Marc Toussaint especially his paper M. Toussaint, C. Igel (2002): Neutrality: A Necessity for Self-Adaptation [ps.gz]. Congress on Evolutionary Computation (CEC 2002), 1354-1359.

Then there is the concept of cryptic genetic variation, yet another major source of variation for selection to eventually act upon.

Both cryptic variation as well as neutral variation can be seen as a form of 'diffusion' through the sequence landscape while remaining static in phenotype space. In other words, stasis and quick morphological evolution follow naturally from these concepts.

In fact recent work has shown how cryptic genetic variation significantly affects the calculates by Snoke and Behe, making evolution of binding sites far more likely than in their 'strawman-evolution' scenario.

In addition, Peter Stadler, Peter Schuster, Walter Fontana have done research on scale free networks, neutrality and RNA space showing how evolution on such networks is 'inevitable'.

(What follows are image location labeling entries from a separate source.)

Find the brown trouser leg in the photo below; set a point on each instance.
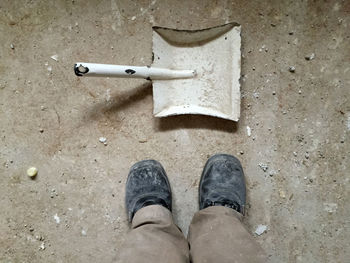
(154, 238)
(217, 235)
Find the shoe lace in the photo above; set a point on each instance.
(226, 203)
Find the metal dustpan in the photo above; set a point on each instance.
(193, 71)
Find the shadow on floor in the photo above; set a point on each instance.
(189, 121)
(127, 99)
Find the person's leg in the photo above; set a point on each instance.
(154, 237)
(216, 233)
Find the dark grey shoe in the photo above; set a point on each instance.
(147, 184)
(222, 183)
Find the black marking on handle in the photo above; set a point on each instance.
(80, 70)
(130, 71)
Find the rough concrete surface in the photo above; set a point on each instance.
(49, 118)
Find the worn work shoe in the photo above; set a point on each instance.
(222, 183)
(147, 184)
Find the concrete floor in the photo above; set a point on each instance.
(52, 120)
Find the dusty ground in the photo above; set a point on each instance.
(51, 119)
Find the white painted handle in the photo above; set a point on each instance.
(120, 71)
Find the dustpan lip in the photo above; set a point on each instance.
(234, 24)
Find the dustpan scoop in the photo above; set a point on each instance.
(193, 71)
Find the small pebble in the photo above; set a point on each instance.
(310, 57)
(32, 172)
(263, 166)
(307, 155)
(103, 140)
(249, 131)
(291, 69)
(42, 246)
(260, 229)
(54, 57)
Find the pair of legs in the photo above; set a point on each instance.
(216, 233)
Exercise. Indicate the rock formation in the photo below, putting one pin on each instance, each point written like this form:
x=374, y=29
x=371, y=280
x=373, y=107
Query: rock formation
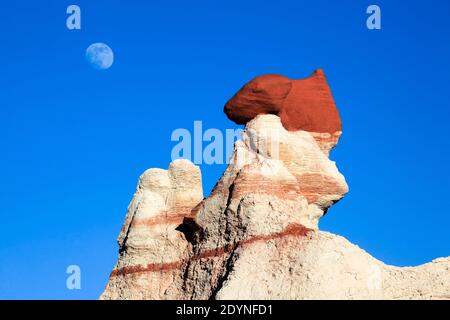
x=256, y=235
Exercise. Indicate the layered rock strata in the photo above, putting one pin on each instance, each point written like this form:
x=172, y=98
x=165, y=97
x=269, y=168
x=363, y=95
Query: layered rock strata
x=256, y=235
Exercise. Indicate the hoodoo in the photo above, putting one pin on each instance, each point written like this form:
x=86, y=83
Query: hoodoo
x=265, y=208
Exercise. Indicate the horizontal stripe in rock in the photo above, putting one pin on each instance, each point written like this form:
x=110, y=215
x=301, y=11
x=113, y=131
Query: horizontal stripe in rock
x=292, y=230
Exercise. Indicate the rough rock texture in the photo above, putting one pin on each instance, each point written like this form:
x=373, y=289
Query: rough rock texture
x=304, y=104
x=150, y=246
x=256, y=236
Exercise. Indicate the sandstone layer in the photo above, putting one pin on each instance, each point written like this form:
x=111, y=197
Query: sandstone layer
x=256, y=235
x=303, y=104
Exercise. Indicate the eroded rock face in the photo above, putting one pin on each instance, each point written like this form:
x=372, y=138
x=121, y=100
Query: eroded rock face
x=304, y=104
x=151, y=249
x=256, y=235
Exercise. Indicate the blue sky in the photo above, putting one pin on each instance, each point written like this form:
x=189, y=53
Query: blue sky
x=74, y=139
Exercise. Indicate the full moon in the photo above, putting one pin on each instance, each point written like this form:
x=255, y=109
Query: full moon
x=100, y=56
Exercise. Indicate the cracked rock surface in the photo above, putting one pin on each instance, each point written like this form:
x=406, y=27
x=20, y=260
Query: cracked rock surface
x=256, y=235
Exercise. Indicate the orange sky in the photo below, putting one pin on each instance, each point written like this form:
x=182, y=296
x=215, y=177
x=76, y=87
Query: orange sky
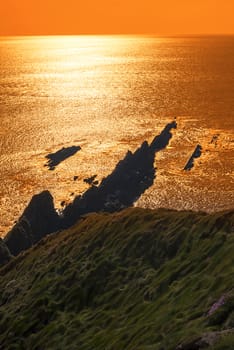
x=25, y=17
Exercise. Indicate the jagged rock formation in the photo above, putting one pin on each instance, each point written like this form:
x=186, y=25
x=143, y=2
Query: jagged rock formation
x=37, y=220
x=129, y=180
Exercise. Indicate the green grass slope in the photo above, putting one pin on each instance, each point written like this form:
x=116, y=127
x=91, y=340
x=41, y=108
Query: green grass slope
x=134, y=280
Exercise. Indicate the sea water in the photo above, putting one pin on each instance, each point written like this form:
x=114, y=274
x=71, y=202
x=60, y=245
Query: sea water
x=108, y=94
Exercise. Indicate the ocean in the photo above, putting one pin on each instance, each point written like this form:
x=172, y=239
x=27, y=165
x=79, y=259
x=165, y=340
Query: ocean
x=108, y=94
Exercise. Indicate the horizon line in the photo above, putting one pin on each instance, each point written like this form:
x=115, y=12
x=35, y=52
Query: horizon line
x=119, y=34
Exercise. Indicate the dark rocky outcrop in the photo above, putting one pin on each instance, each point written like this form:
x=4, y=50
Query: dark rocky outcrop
x=55, y=158
x=130, y=179
x=38, y=219
x=196, y=154
x=5, y=254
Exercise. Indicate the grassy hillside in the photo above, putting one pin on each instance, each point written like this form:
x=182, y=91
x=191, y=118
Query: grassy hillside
x=134, y=280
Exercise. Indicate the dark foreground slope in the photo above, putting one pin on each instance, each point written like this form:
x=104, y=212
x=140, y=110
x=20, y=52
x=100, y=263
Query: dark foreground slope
x=133, y=280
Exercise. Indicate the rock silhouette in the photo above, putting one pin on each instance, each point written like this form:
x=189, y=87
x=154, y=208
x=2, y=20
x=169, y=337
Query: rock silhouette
x=196, y=154
x=38, y=219
x=56, y=158
x=132, y=176
x=129, y=180
x=5, y=254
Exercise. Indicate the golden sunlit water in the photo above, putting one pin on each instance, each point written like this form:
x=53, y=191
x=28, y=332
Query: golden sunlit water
x=107, y=95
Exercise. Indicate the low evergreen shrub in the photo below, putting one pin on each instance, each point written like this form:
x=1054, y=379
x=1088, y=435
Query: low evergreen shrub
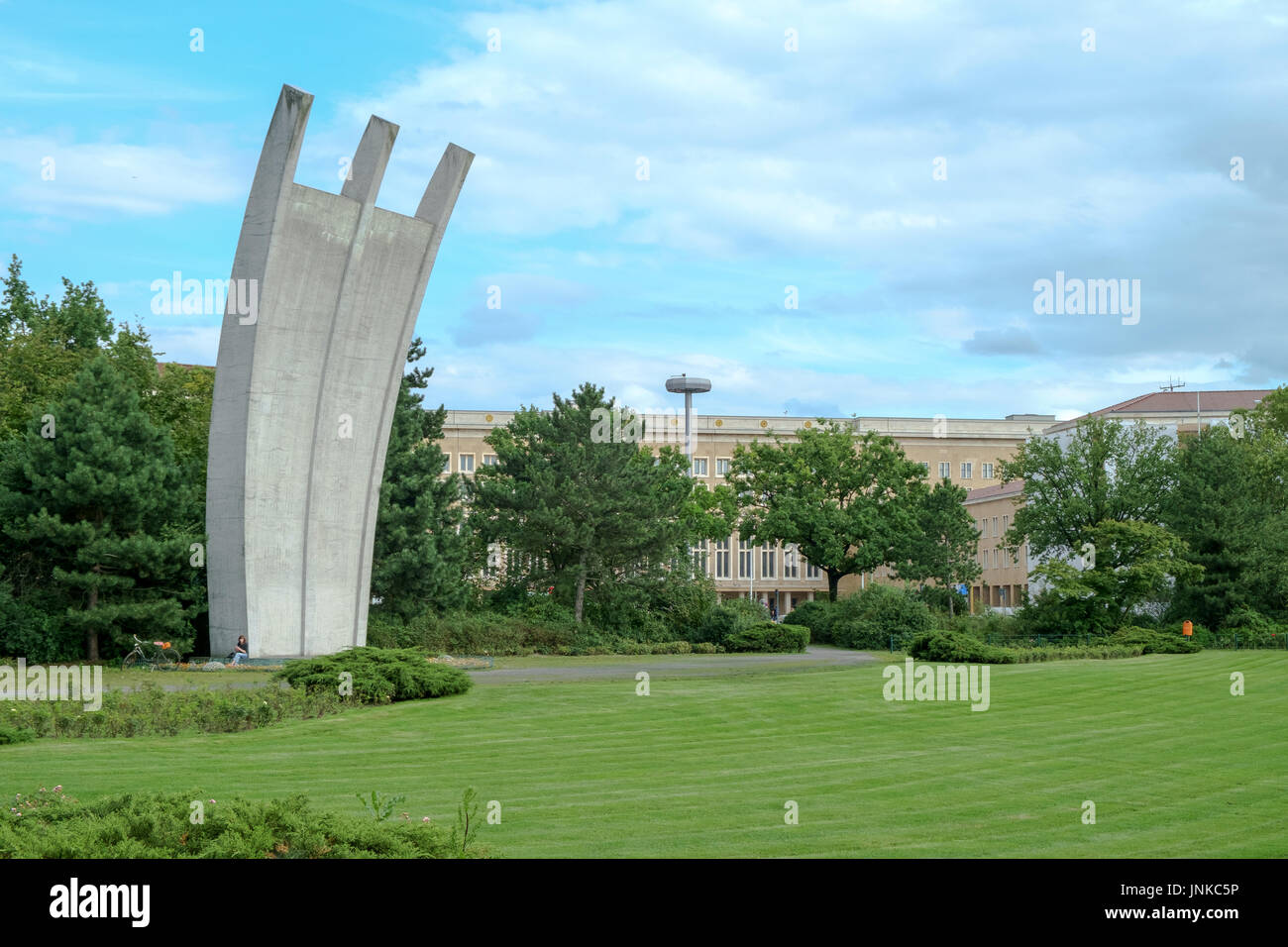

People interested in these topics should check out keywords such as 'scale free network' 'RNA' 'evolvability' 'cryptic genetic variation' etc


None of this has much relevance to Intelligent Design. But then again, ID does not present much of any scientific theory.

 
At 4/14/2006 05:55:00 AM, Blogger Ed Darrell said...

How about a nice, fewer-syllable explanation of the neutral theory for us poor lawyers and teachers? What is neutral theory, in a nutshell, and what does "non-adaptationist" really mean? Examples would be nice.

Thank you.

 
At 4/14/2006 08:41:00 AM, Anonymous Anonymous said...

If you want to find a working definition or explanation of neutral theory, I recommend Wikipedia. It is a bit jargonish but the links to potential problem words (genetic drift perhaps) help to explain.

That said, I think that the larger layman creationist/IDer population's understanding is at least as important as the "specialist" (Gish, Morris, Behe, etc.) understanding. My experience with some rather vociferous street preachers, anti-evolutionist students and their friends suggests that they would find the neutral theory acceptable and indeed supportive.

For example, I made the collossal error of arguing with Penn, State's infamous Willard Preacher last week. He contends (and he is no straw man) that adaptation may happen up to a certain point but that the generation of new species is not occuring. The seemingly non-generative quality (I am a layman who has read woefully little technical literature) of the neutral theory plays, at least rhetorically, into his hand because it encourages an apparent or surface-level stasis of the genome.

It seems to me that the IDers et al needn't address neutral theory because it doesn't do much for them and has no obvious way of undermining their argument. It is neutral to their position.